On Thursday, Diageo had said it was working with the SEC to provide information on its distribution methods, after the Wall Street Journal said the regulator is checking whether the company shipped excess inventory to boost results. The shares fell as much as 2.1% in London trading.
Two years after taking the helm with a view that selling drinks is a simple business, CEO Ivan Menezes is grappling with stagnating sales, troubled acquisitions in China and India, and a share price that has lagged the European Food & Beverage sector by over 30 percentage points over his tenure.
“It’s not the best management team in class,” said Thorsten Winkelmann, a portfolio manager at Allianz Global Investors. He spoke prior to the announcement of the SEC inquiry.
Speculation by Brazilian magazine Veja that investment firm 3G Capital is considering a takeover pushed the stock up as much as 8.7% on June 8.
“Diageo has not been firing on all cylinders,” said Kevin Dreyer, a portfolio manager at Gabelli Funds who holds the stock.

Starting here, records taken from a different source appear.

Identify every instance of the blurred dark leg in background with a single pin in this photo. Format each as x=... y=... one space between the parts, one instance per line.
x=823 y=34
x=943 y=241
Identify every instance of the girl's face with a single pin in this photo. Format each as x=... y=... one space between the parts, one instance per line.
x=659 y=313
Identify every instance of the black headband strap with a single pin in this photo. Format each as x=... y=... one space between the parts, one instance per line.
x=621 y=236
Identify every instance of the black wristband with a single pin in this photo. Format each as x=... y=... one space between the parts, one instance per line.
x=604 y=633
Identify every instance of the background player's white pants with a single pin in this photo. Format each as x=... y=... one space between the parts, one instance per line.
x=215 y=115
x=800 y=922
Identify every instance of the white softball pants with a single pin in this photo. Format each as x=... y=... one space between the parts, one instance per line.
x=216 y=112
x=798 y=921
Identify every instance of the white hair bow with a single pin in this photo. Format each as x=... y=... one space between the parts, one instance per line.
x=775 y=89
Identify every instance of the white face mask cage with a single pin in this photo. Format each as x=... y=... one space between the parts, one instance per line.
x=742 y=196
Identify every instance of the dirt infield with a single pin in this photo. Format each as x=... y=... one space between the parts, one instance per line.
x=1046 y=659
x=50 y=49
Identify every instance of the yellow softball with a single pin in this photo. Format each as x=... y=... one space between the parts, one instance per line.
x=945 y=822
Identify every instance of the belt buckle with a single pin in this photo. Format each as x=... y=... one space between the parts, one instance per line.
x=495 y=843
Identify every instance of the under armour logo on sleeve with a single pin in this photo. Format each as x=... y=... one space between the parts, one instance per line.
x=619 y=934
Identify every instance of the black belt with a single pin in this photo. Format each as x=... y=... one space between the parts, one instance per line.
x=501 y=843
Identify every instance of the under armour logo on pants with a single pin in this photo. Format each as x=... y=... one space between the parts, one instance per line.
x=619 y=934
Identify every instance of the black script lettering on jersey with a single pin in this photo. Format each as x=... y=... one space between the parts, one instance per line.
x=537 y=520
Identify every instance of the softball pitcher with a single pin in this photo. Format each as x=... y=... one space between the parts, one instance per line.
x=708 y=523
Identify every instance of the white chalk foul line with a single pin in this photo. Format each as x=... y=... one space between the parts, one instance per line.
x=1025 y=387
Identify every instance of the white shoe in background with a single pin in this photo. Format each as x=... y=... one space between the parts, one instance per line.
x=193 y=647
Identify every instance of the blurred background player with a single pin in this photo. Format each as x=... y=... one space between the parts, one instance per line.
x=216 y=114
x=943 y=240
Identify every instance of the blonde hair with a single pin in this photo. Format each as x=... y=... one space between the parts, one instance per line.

About a quarter of the bottles Diageo sells fall under the Smirnoff vodka brand, which has suffered from an over-expansion into flavoured varieties. Another challenge is its beer business, which includes Guinness stout and Red Stripe lager and saw an 11% drop in volume last year.
A sale of beer could fetch as much as £11bn (€15.6bn), bolstered by the potential for growth in Africa and the lower tax rate on Guinness in Ireland, said Simon Hales, an analyst at Barclays.
The main obstacle to a deal may be Menezes himself, who has said Diageo needs beer in Africa to help pave the way for consumption of spirits.
In Nigeria, the firm uses separate sales teams and distribution channels for the two drinks categories.
“Beer and spirits are not necessarily an obvious fit,” said Richard Marwood of Axa Investment Managers, who oversees £10bn in funds including Diageo stock.